Normalises one or more occupation strings, applying filtering, deduplication, abbreviation expansion, locale spelling and translation in order.

API Specification

Input

{
    occupation => {
        type => ['string', 'arrayref'],
    },
    sex => {
        type     => 'string',
        optional => 1,
        memberof => ['M', 'F'],
    },
}

Output

{
    type         => 'arrayref',
    element_type => 'string',
}

Arguments

  • occupation - A single occupation string or an arrayref of occupation strings. Required.

  • sex - The sex of the person, 'M' or 'F'. Optional but required for correct gendered translations in French and German. Defaults to 'M' if not provided when a gendered translation is needed.

Returns

An arrayref of normalised occupation strings. May be empty if all occupations were filtered out.

Side Effects

If warn_on_error was set at construction and an occupation cannot be translated, emits a warning via carp.

Notes

Deduplication operates across the full list of occupations passed in. Processing a single occupation at a time will not deduplicate across multiple calls.
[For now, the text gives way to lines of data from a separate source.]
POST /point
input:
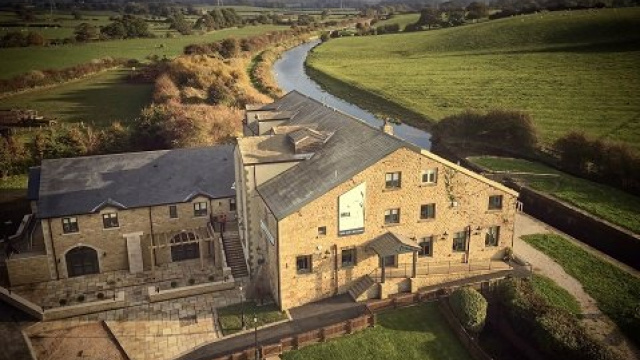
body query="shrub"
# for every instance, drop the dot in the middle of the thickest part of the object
(470, 307)
(515, 129)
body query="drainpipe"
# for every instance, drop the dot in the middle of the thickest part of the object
(53, 249)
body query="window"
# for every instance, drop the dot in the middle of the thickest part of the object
(69, 225)
(200, 209)
(110, 220)
(392, 180)
(430, 176)
(426, 246)
(428, 211)
(460, 241)
(348, 257)
(303, 264)
(392, 216)
(495, 202)
(492, 237)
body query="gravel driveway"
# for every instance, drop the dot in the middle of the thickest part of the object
(594, 320)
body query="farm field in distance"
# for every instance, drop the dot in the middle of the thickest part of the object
(98, 100)
(15, 61)
(573, 70)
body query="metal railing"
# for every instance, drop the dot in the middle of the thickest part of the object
(405, 270)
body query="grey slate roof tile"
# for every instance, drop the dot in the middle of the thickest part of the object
(84, 184)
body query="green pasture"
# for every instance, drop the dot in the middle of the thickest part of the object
(570, 70)
(609, 203)
(14, 61)
(98, 100)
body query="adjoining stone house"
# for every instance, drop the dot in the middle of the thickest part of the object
(104, 213)
(328, 204)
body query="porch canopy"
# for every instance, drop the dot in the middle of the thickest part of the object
(392, 244)
(200, 236)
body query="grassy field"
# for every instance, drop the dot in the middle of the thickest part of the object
(14, 61)
(97, 100)
(230, 316)
(401, 19)
(570, 70)
(616, 291)
(611, 204)
(555, 295)
(418, 332)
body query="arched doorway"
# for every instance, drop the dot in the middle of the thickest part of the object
(184, 251)
(82, 260)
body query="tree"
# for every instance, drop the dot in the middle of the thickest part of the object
(429, 17)
(476, 10)
(85, 32)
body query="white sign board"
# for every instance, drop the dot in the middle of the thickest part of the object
(351, 207)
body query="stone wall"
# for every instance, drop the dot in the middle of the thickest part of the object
(298, 233)
(110, 244)
(28, 269)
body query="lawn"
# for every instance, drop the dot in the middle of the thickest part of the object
(616, 291)
(15, 61)
(569, 70)
(230, 316)
(401, 19)
(555, 295)
(417, 332)
(611, 204)
(98, 100)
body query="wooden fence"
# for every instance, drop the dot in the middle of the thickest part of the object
(301, 340)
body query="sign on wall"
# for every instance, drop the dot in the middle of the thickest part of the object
(351, 207)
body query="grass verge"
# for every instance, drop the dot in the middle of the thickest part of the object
(613, 205)
(555, 295)
(417, 332)
(230, 316)
(616, 291)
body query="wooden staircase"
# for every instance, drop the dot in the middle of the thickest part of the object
(235, 254)
(360, 287)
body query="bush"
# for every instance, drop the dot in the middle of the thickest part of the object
(607, 162)
(470, 307)
(514, 129)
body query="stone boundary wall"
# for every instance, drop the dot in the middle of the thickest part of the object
(465, 338)
(156, 295)
(619, 243)
(27, 269)
(64, 312)
(21, 303)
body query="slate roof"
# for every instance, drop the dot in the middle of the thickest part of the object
(353, 147)
(86, 184)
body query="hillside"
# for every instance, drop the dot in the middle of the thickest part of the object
(570, 70)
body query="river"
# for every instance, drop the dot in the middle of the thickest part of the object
(289, 72)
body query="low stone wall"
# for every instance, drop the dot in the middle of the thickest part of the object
(64, 312)
(28, 269)
(619, 243)
(156, 295)
(21, 303)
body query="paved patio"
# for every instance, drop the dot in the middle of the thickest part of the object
(49, 294)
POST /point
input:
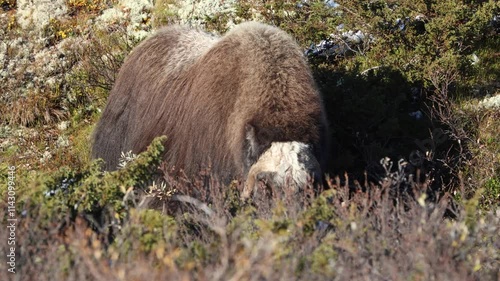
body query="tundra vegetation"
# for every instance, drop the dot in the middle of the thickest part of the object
(401, 79)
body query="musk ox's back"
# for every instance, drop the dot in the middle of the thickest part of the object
(220, 101)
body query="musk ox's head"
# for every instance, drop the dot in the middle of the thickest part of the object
(289, 166)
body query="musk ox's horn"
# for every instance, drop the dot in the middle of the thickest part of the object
(246, 103)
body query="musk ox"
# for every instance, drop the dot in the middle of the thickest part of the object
(245, 103)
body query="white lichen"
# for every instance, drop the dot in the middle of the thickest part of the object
(37, 13)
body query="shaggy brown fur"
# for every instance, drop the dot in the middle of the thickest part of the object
(218, 100)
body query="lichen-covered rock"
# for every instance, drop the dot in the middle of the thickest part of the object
(39, 12)
(135, 13)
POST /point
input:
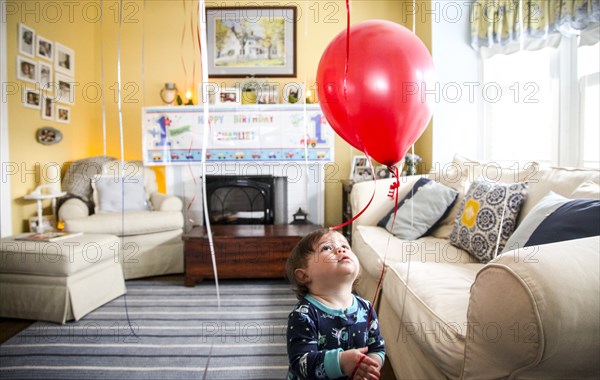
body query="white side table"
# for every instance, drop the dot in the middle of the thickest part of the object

Deduplication compares the pre-translation normalised English forms, not the translated output. This means two consecutive identical English occupations correctly collapse to one entry even in French or German locales, where the translated results stored in the output array would otherwise never match the incoming English string.

Example

my $result = $normaliser->normalise(
    occupation => ['Ag Lab', 'Ag Lab', 'Retired'],
    sex        => 'M',
);
# Returns ['Agricultural Labourer']

my $result = $normaliser->normalise(
    occupation => 'Platelayer Railway',
);
# Returns ['Railway Platelayer']

AUTHOR

Nigel Horne <njh@bandsman.co.uk>

BUGS

Please report bugs via the GitHub issue tracker: https://github.com/nigelhorne/Genealogy-Occupation/issues

TODO

  • Expand French and German translation tables

  • Add support for additional languages

  • Add normalise_place() equivalent for occupation place strings

SEE ALSO

LICENSE AND COPYRIGHT

Copyright 2026 Nigel Horne.

This program is released under the following licence: GPL2 If you use it, please let me know.